Что касается Хиппи, она вроде бы рада, когда я прихожу. Из ее слов, сказанных на днях, я понял, что она хвастает перед школьными подругами тем, что к ней пригласили в учителя настоящего англичанина. Мы прекрасно понимаем друг друга. Мне дают взятки в виде фруктов, чтобы я не слишком докучал ей своим английским, она, со своей стороны, уверяет родителей, что лучшего учителя она в жизни не встречала. Мы сплетничаем по-немецки обо всем, что ее интересует. Каждые три-четыре минуты нас прерывают, и она играет свою роль в семейной игре, обмениваясь по телефону ничего не значащими фразами.
Хиппи ничуть не беспокоится о будущем. Как все берлинцы, в разговоре она то и дело обращается к политической ситуации, но всегда небрежно, со светской меланхоличностью в голосе, как иногда говорят о религии. Она хочет поступить в университет, путешествовать, весело проводить время и, наконец, выйти замуж. У нее уже куча знакомых молодых людей. Целыми часами мы обсуждаем их. У одного чудесная машина. У другого – аэроплан. Третий дрался на семи дуэлях. Четвертый нашел способ одним ударом вырубать уличные фонари. Однажды ночью, возвращаясь домой с танцев, они с Хиппи вырубили все фонари в округе.
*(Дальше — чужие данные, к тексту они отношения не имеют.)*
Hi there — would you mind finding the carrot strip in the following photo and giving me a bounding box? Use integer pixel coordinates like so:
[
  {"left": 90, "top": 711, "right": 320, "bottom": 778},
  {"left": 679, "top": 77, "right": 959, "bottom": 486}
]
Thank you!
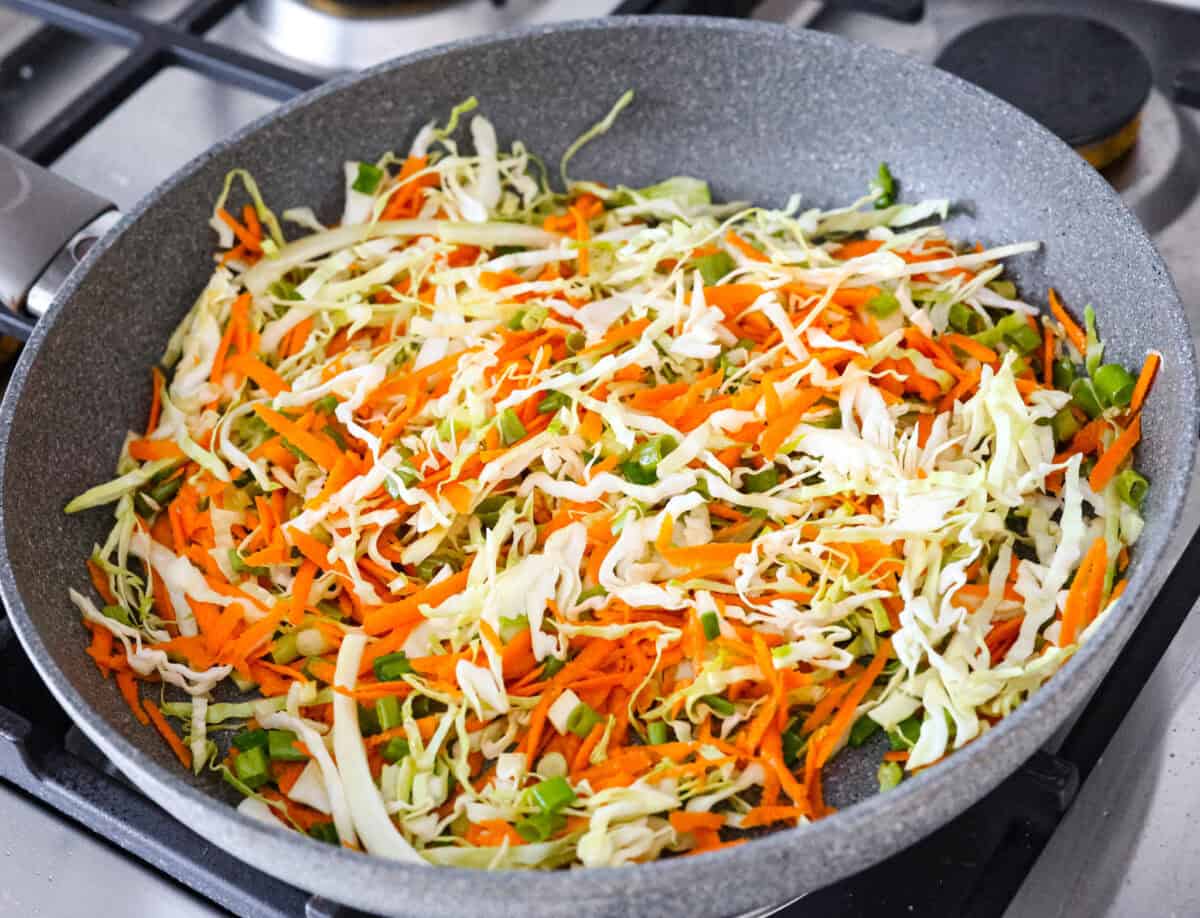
[
  {"left": 1058, "top": 535, "right": 1109, "bottom": 647},
  {"left": 130, "top": 439, "right": 187, "bottom": 462},
  {"left": 146, "top": 367, "right": 163, "bottom": 437},
  {"left": 1129, "top": 350, "right": 1163, "bottom": 414},
  {"left": 226, "top": 354, "right": 292, "bottom": 397},
  {"left": 114, "top": 672, "right": 149, "bottom": 726},
  {"left": 1042, "top": 322, "right": 1055, "bottom": 389},
  {"left": 1087, "top": 413, "right": 1141, "bottom": 492},
  {"left": 362, "top": 570, "right": 469, "bottom": 635},
  {"left": 288, "top": 559, "right": 317, "bottom": 625}
]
Сегодня ланч у Бернштейнов рано. Поэтому меня пригласили на него вместо урока. Вся семья в сборе: фрау Бернштейн – статная и безмятежная, герр Бернштейн – маленький, верткий и лукавый. Есть еще младшая сестра, школьница двенадцати лет, очень толстая. Она все ела и ела, совершенно не обращая внимания на шутки Хиппи, мол, смотри не лопни. Казалось, они все очень любят друг друга. Такая уютная старомодная семья. За столом произошел небольшой семейный спор, так как герр Бернштейн не хотел, чтобы его жена ехала за покупками на машине. Последнее время в городе бесчинствуют нацисты.
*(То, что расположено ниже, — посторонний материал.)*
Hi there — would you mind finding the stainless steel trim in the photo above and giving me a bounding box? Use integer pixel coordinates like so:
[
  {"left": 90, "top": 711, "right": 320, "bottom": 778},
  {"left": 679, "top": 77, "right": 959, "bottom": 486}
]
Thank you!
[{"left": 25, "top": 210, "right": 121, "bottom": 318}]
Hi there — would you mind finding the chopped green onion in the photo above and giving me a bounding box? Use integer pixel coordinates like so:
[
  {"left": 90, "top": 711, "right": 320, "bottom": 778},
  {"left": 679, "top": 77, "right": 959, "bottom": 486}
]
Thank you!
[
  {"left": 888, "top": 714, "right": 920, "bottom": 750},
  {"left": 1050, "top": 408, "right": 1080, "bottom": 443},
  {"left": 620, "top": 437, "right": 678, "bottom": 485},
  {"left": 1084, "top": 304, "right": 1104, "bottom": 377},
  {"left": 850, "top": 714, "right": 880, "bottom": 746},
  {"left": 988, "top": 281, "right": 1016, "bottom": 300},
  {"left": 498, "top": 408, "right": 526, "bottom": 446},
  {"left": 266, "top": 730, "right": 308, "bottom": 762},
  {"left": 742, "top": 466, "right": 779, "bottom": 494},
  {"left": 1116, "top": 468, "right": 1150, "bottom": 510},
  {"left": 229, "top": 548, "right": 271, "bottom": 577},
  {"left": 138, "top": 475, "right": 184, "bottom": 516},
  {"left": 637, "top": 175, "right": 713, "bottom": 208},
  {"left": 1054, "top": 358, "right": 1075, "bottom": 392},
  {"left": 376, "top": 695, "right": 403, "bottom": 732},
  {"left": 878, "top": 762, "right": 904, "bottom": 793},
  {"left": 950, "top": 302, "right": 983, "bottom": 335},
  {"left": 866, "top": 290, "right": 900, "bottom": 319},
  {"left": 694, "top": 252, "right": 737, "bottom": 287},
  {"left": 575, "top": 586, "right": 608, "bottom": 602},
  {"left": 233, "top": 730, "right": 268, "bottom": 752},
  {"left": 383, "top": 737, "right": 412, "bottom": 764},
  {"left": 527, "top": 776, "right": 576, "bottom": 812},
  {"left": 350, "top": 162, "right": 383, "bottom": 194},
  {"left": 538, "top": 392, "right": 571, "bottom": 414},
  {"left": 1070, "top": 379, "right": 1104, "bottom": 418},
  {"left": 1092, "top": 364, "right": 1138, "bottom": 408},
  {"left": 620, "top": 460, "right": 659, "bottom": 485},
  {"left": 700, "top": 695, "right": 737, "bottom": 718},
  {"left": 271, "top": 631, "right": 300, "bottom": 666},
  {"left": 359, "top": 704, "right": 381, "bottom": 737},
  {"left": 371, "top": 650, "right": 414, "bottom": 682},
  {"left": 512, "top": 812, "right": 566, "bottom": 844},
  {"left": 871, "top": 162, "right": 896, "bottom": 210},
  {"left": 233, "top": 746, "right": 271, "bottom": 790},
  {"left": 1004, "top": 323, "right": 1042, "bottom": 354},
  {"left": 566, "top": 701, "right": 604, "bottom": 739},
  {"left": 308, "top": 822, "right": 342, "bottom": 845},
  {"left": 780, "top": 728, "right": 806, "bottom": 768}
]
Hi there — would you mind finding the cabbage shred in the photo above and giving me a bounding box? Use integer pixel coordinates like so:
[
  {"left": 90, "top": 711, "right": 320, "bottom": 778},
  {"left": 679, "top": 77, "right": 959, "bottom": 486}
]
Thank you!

– Если хочешь, поезжай на трамвае, – сказал герр Бернштейн. – Я не хочу, чтобы они забросали камнями мою красивую машину.
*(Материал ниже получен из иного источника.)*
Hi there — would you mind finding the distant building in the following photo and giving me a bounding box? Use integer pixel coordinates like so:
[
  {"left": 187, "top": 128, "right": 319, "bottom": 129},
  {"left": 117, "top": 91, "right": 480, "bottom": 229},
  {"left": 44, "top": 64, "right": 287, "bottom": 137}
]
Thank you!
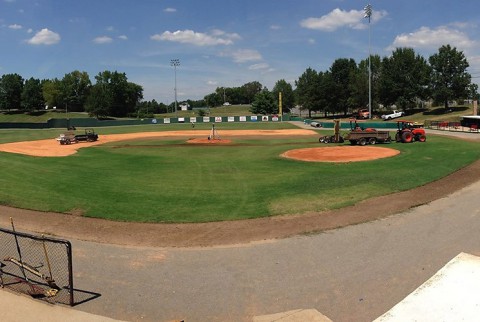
[{"left": 178, "top": 102, "right": 190, "bottom": 111}]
– А если они начнут бросать камни в меня? – добродушно спросила фрау Бернштейн.
– Ну, это совсем другое дело. Если они будут бросать камни в тебя, я куплю тебе пластырь. Это будет стоить гроши. Но если они начнут бросать камни в машину, это мне обойдется, вероятно, в пятьсот марок.
Так вопрос был решен. Тогда герр Бернштейн обратился ко мне.
– Вы не можете пожаловаться, что тут плохо относятся к вам, молодой человек. Мы не только угощаем вас хорошим обедом, но еще и платим за него!
По выражению лица Хиппи я понял, что это уже слишком даже для Бернштейнов, поэтому рассмеялся и сказал: «Может, вы мне будете приплачивать за каждую порцию?» Герр Бернштейн развеселился и принял мою шутку как должное.
Несколько дней назад в нашем доме произошел грандиозный скандал.
Все началось с того, что фрейлейн Кост пришла к фрейлейн Шрёдер и объявила, что у нее украли пятьдесят марок. Она была ужасно расстроена, особенно потому, – объясняла она, – что деньги были отложены для уплаты за квартиру и телефон. Бумажка в пятьдесят марок лежала в ящике комода, стоящего прямо у двери.